Auch in diesem Jahr organisierte der Imkerverband Rheinland, der in seinem Verbandsgebiet rund 5400 Imker mit 39 000 Bienenvölkern betreut, in Zusammenarbeit mit der Landwirtschaftskammer Rheinland-Pfalz eine Honigprämierung. Der Imker Günter Emmerich aus Saarburg erhielt zwei Goldmedaillen, Imker Norbert Lui aus Irsch/Saar eine Gold- und eine Silbermedaille. Die Vergabe der Auszeichnungen erfolgte im Bürgerhaus in Kottenheim durch den Vizepräsidenten der Landwirtschaftskammer, Rudolf Schneichel, Johannes Noll vom Ministerium und Bienenkönigin Esther Andries mit ihren Prinzessinnen. Nach genau festgelegten Richtlinien des Deutschen Imkerbundes (DIB) beurteilte eine ehrenamtliche Kommission unter Leitung von Alfred Schulz die Honigproben. Die Honige wurden auf Geschmack, Geruch, Zustand, Sauberkeit und Aufmachung getestet. Entscheidend waren die Reife, die Naturbelassenheit und der Wassergehalt, der bei Deutschen Honigen, abgefüllt im DIB-Honigglas höchstens 18 Prozent betragen darf.
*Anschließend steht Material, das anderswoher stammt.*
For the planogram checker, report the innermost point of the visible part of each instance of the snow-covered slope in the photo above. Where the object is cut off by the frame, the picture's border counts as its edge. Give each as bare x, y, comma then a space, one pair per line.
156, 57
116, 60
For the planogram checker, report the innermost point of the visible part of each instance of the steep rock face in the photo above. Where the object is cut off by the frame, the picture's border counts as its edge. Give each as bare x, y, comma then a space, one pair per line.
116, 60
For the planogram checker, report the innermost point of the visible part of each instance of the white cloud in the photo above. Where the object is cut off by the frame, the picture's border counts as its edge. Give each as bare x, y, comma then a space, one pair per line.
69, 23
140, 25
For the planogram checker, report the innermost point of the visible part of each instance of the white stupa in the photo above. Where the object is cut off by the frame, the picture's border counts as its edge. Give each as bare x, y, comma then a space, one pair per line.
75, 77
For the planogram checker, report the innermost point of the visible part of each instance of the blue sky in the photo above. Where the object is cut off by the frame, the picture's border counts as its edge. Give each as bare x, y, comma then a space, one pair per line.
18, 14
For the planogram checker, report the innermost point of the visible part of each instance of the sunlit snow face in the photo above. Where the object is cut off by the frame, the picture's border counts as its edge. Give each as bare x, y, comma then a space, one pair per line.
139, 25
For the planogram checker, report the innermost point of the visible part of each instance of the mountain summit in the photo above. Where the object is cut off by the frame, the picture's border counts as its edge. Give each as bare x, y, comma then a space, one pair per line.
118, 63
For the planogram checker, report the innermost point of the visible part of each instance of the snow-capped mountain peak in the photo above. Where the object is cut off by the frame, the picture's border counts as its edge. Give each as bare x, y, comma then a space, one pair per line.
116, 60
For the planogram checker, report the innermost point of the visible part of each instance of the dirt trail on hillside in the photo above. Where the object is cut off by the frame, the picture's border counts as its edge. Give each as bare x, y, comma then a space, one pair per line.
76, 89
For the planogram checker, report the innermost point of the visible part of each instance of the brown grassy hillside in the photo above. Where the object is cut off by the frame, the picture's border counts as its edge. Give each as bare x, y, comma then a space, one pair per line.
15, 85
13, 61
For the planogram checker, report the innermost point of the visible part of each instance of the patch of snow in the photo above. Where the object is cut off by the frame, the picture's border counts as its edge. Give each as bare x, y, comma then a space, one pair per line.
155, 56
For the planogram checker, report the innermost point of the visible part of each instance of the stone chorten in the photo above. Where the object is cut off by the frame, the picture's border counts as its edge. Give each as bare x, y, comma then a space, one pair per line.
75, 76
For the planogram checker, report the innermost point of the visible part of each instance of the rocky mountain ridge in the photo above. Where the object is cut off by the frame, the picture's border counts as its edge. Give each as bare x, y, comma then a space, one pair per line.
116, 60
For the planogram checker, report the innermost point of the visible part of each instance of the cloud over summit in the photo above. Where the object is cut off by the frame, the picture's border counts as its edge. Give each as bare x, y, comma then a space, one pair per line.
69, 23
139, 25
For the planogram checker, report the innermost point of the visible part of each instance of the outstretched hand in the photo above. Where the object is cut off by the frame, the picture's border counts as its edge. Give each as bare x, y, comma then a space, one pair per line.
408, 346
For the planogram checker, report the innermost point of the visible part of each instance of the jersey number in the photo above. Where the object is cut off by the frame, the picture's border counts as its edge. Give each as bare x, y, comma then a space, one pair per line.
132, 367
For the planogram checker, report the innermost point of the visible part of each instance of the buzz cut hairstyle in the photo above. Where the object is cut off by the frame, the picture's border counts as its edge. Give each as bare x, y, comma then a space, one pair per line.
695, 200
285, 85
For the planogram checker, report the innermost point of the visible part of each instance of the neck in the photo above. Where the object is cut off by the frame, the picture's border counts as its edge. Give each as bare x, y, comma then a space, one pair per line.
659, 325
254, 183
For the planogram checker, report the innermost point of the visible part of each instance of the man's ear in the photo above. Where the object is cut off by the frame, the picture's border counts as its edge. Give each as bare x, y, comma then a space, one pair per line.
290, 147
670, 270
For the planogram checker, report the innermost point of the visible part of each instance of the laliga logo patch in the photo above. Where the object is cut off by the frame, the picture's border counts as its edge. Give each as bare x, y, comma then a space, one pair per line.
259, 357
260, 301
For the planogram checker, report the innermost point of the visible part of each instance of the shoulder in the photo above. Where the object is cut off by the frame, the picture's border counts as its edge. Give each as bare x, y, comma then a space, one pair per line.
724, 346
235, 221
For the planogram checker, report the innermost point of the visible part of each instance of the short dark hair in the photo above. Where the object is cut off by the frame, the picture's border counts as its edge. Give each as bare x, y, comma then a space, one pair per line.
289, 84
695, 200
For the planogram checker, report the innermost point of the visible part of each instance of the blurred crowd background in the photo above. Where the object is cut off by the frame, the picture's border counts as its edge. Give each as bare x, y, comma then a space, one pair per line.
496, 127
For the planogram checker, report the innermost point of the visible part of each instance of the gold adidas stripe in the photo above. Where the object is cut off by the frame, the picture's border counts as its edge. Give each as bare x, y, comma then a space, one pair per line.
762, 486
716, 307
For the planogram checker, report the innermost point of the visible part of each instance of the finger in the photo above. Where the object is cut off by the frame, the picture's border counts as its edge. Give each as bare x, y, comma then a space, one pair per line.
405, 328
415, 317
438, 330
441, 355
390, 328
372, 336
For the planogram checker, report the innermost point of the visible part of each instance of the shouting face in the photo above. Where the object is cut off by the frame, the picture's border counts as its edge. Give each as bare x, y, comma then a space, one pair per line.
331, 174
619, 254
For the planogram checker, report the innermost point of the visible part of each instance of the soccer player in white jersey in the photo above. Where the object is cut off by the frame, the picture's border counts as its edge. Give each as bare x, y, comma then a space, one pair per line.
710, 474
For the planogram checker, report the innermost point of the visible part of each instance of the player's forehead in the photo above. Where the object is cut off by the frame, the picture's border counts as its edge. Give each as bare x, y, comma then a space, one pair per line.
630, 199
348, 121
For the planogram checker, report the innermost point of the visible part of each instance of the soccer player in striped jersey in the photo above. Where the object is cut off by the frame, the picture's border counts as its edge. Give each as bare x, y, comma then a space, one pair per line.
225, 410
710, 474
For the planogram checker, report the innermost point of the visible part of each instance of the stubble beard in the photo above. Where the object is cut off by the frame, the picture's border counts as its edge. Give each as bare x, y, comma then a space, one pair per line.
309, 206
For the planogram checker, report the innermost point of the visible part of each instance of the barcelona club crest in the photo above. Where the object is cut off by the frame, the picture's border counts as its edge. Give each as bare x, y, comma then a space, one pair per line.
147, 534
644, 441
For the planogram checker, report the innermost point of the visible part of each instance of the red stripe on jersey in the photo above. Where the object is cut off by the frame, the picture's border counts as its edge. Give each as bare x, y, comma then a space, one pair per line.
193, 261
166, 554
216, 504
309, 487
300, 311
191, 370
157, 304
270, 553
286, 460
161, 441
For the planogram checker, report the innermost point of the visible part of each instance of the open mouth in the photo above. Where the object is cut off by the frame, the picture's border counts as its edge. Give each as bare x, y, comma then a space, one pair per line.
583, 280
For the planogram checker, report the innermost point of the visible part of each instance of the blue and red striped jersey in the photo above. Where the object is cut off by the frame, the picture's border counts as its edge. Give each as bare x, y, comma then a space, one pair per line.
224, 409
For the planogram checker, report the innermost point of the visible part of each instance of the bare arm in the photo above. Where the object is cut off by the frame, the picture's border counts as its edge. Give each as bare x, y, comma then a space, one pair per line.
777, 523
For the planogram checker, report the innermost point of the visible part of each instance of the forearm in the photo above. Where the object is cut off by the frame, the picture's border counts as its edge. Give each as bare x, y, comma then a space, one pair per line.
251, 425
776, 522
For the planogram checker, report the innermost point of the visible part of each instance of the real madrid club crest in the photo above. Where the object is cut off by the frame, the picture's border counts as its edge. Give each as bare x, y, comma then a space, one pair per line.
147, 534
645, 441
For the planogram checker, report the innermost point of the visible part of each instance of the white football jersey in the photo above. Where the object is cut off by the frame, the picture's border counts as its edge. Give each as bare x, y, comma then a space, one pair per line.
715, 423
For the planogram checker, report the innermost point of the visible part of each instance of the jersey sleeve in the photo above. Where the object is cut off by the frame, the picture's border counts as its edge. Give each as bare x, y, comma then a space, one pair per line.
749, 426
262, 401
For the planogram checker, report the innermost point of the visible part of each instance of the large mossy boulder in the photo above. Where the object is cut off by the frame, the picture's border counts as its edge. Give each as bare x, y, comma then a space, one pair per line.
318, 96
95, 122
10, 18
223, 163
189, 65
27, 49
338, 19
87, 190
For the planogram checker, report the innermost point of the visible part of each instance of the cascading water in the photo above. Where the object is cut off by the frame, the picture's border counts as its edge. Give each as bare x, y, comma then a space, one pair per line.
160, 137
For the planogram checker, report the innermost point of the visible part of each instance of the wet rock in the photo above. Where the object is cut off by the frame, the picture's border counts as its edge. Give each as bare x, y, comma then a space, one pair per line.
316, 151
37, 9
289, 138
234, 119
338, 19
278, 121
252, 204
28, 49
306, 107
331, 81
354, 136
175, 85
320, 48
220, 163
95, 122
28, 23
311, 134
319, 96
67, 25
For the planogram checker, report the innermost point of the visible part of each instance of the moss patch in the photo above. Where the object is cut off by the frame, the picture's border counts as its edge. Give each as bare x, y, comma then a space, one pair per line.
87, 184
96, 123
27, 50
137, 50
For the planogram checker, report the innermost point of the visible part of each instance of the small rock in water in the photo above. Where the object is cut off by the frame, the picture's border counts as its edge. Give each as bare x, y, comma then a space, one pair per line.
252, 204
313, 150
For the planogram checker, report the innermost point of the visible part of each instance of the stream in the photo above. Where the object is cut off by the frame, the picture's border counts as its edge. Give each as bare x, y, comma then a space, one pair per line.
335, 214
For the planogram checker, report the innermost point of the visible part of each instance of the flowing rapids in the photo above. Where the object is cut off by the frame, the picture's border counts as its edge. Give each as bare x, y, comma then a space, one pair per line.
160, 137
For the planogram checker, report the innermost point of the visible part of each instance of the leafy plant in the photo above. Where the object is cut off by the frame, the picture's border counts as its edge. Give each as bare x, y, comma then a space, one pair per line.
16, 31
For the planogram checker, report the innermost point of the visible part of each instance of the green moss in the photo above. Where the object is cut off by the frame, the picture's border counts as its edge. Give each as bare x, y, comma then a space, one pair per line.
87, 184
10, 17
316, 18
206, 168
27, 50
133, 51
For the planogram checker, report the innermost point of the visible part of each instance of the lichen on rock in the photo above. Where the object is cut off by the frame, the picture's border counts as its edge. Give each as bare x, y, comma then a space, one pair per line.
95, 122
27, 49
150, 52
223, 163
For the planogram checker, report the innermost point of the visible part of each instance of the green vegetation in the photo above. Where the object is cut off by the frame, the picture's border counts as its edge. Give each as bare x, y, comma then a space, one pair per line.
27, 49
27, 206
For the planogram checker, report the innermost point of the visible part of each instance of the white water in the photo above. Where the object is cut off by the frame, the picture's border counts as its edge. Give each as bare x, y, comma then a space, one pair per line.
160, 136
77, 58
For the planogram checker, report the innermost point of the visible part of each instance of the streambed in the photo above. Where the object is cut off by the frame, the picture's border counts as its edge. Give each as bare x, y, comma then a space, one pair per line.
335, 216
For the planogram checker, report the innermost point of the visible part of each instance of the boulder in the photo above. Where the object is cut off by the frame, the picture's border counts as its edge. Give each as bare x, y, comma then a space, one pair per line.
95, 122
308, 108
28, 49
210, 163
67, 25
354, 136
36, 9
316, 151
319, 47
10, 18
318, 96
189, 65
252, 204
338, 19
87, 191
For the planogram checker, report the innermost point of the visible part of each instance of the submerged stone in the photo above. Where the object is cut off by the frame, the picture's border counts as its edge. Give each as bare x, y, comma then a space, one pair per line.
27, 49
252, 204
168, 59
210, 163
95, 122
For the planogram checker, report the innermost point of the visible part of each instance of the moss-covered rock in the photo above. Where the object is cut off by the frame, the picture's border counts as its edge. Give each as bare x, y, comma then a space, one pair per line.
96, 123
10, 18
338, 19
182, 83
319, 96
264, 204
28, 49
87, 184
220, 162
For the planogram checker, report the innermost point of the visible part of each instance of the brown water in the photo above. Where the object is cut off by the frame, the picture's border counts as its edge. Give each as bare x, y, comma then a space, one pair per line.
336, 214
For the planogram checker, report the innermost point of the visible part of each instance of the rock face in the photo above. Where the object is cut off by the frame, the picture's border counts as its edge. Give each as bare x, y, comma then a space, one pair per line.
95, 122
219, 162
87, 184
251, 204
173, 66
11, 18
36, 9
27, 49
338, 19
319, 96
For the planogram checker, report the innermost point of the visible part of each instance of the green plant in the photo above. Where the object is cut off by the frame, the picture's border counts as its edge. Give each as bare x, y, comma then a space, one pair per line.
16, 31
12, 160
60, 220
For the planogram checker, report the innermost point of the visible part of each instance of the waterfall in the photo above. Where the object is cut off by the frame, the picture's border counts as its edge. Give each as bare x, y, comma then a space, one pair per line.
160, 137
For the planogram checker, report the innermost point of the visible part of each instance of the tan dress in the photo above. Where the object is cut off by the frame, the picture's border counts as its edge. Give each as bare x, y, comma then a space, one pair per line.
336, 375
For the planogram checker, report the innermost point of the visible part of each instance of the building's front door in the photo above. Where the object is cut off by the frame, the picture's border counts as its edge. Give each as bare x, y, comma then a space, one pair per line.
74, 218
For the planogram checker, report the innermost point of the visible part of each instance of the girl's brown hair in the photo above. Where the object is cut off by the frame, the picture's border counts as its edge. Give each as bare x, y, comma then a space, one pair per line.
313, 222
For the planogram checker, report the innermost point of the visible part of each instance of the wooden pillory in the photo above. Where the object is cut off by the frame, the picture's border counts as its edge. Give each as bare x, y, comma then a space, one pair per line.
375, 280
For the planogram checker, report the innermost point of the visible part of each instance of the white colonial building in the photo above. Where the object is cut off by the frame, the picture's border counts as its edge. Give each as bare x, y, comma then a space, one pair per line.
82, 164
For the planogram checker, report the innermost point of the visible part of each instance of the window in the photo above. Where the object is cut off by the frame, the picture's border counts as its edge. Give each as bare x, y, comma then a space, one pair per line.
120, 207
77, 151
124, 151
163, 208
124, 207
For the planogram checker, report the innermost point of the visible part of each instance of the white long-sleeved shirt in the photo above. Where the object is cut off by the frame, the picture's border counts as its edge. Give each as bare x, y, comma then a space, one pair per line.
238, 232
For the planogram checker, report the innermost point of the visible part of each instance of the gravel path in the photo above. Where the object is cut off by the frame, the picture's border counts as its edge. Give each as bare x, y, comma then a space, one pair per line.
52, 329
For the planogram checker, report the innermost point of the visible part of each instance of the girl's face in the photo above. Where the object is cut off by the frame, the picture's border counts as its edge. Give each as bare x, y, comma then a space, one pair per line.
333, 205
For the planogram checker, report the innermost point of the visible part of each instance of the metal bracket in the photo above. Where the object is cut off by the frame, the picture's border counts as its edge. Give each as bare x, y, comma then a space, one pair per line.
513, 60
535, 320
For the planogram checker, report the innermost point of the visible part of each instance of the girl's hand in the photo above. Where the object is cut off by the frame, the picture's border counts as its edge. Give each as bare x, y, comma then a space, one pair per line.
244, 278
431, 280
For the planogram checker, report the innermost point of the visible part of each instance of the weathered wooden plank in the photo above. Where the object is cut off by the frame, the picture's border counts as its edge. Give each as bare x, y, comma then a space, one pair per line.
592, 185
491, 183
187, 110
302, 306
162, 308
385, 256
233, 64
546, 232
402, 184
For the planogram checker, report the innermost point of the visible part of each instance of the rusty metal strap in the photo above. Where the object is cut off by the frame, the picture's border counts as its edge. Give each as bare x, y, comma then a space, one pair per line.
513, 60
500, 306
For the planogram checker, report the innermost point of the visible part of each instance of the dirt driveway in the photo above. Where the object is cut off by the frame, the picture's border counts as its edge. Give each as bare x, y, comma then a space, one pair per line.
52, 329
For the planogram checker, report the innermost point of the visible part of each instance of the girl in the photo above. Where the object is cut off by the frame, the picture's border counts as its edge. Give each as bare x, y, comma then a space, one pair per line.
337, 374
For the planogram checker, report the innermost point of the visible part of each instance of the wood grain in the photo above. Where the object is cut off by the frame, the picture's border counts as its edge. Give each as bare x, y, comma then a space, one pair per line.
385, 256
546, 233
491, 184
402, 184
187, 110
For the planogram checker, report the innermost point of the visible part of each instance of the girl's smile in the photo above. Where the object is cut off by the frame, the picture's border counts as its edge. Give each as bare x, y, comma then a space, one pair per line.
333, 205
Zusätzliche Prüfungen auf etwaige Rückstände bestanden die Honige ebenfalls ohne irgendwelche Beanstandungen. Im Labor des Fachzentrums Bienen und Imkerei in Mayen wurde eine mikroskopische Pollenanalyse vorgenommen, womit sich feststellen lässt, ob es sich tatsächlich um Honig aus der Region handelt. Darüber hinaus wurden alle von den Bienen besuchten Pflanzen ermittelt. Wie bereits in den vergangenen Jahren, wurden die eingesandten Honige wieder sozialen Einrichtungen gespendet. Die Caritas-Werkstätten der Eifel mit Ihren über 1000 Mitarbeitern nahmen die Honige dankend entgegen. Bei oftmals unübersichtlichen Angeboten wird der Verbraucher häufig verunsichert. Durch Honigprämierungen wird der Blick auf den besten Honig gelenkt. Bei einem Pro-Kopf-Verbrauch in Deutschland von 1,4 Kilogramm pro Jahr kann jedoch nur rund ein Viertel des Inlandbedarfes mit einheimischem Honig gedeckt werden.